The dynamic simulation can be monitored while simulating via the Jimena built in charts window in shape of a customizable graph view as well as on the Jimena main window displaying the network topology. White nodes depict inactive nodes while an activation is represented by a grey color. The darker the grey, the higher the activity value of the respective node. While the charts window allows for an export of the result to text file, the main window only acts as an illustration of the networks behavior.

Subsequently, the resulting simulation can be compared with the steady state results in order to map it on systemic function and giving an indication how to treat the model to change its determined path.

Additionally, to auto-activating loops, Jimena provides a perturbation function by which we can alter the activity value of selected nodes over a defined time. Thus, we can simulate in vitro approaches using different knock-down or stimulating agents.

Technical comments

These are given in detail on our public website.

https://www.biozentrum.uni-wuerzburg.de/bioinfo/computing/jimenae/. We give as Supplementary material also all Matlab scripts and the Jimena program (file: jimenaProgramScripts.zip).

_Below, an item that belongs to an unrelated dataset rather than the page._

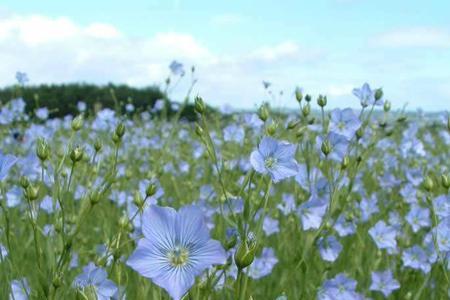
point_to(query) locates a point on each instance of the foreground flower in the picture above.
(94, 280)
(175, 249)
(384, 282)
(276, 158)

We provide detailed information online on how to achieve:

Data driven modelling

Comparison of the semiquantitative modelling with the observed experimental data allows to normalize the time scale, e.g. according to the hours and time-scales the experiment did take the time scale can be given accurately. Similarly, comparison to the observed experimental data allows to find out how strong maximal activation of a “node” in the model is, e.g. according to protein phosphorylation data.

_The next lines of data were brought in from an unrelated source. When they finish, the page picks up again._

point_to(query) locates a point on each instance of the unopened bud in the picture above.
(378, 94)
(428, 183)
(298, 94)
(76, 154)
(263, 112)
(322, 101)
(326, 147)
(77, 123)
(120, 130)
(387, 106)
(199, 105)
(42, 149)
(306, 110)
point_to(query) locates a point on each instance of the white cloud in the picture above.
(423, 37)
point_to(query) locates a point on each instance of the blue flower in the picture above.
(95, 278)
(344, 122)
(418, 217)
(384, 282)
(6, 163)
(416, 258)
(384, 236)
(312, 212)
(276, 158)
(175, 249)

Alternatively, if the function of a particular node is known by some source of information, these values can be plotted directly instead of approximating by Jimena and compared to the activation profile of the remaining network. This is done by a Matlab script.

Centrality calculations

A step size routine for calculation of centralities has been implemented in the software. In cases where convergence is difficult to achieve, users can vary step-size, in particular smaller step size to achieve convergence despite the complex solution space. The time interval setting is crucial regarding the time-scale of the computation, because the simulation result can agree with experimental data only under this condition that a proper time interval is specified. We use 0.1 as the default time interval (“dt”) in the software, which works sufficiently fast and reliable for most centrality computations. However, 0.01 will be a better choice to obtain a more precise result if more computational power and time is available.

Online read-out of values

Steady states and gene lists can be exported from JimenaE into plain-text data files. Together with the generated Matlab scripts, researchers can proceed to carry out different analysis in Matlab. In addition, the two scripts we offered in the package allow to plot the simulation curves directly in Matlab.

Programming editor

Eclipse set up is easily possible, including the commented Jimena program. The source code package allowing a programmer to develop the code further in eclipse is made available.

Cell–cell interaction models

As an example, T-cell maturation can easily be modeled in a multi-compartment model using Jimena. The complete and detailed model (“T-cell-concept”) is given as graphml,file for network set-up and refinement, as well as tiff and png file. Moreover, a simplified model, which was reduced to the basic mechanisms of regulation inside a single T-cell is provided within the supplement. The simplified model is also given in graphml.-, tiff-, and png.-format.

On these a dynamical simulation can be build. This requires then detailed data on the kinetics for data driven modeling, however, the basic topology given can already now be read-in by Jimena and edited as needed by yEd graph editor.

Ethics declarations

We confirm that our research does not directly involve neither human cells / tissues nor animal subjects, or plants. This is a software and data analysis manuscript. Hence no ethics declarations need to be added to our manuscript.